The Japanese government remitted￥1 billion, i.e. about KRW10.87 billion to the foundation for supporting comfort women, i.e. the ‘’Foundation for Reconciliation and Healing.’ It has been 25 years since the comfort women issue was first publicized in 1991 by the testimony of the late Kim Hak-soon. However, a humanitarian support fund, not legal reparations, will not help resolve this issue at all. It is not until the victims receive a single penny in legal reparations that the Japanese government acknowledges legal responsibility and no Japanese government will make reckless remarks like prostitution.

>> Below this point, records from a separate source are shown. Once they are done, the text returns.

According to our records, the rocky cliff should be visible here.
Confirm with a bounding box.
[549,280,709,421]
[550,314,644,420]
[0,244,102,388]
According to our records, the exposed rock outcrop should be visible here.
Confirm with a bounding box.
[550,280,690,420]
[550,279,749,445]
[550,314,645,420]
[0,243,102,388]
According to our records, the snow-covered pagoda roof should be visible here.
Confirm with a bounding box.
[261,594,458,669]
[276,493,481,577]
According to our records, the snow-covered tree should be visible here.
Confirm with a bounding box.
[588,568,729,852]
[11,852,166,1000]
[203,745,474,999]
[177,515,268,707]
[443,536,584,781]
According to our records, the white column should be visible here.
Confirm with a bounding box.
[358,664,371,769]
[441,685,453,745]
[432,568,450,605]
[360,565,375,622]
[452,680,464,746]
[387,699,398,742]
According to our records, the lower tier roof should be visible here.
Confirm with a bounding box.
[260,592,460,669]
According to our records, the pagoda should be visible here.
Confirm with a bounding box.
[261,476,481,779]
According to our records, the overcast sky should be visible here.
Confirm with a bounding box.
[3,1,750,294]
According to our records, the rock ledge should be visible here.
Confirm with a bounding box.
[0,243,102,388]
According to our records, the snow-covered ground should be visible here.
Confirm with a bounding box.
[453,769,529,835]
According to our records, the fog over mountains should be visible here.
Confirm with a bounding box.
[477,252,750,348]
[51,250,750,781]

The Abe government has sought to nullify the Kono Statement of 1993 which admitted this issue. The actions of the Abe government have met with strong resistance from historians around the world. As this distortion and alteration of history continue, Japan must make legal reparations. Japan’s unilateral remittance is nothing but a trick to erase history. That’s why the 6 victims in the House of Sharing refuse to receive KRW100 million in cash.
When it comes to human rights, particularly the issue of history, the ruling and opposition parties cannot be different. Past governments tried many things to resolve this issue, but as Japan did not make legal reparations and an official apology that the victims want, they could not reach an agreement. The National Assembly must now demand with one voice that the agreement should be nullified and renegotiated. In particular, the National Assembly members must work together with an awareness of human rights and history. The private sector cannot but continuously erect the Statute of Peace at home and abroad to resolve this issue. In summary, then, the Statute of Peace is the best thing we can do to resolve this issue.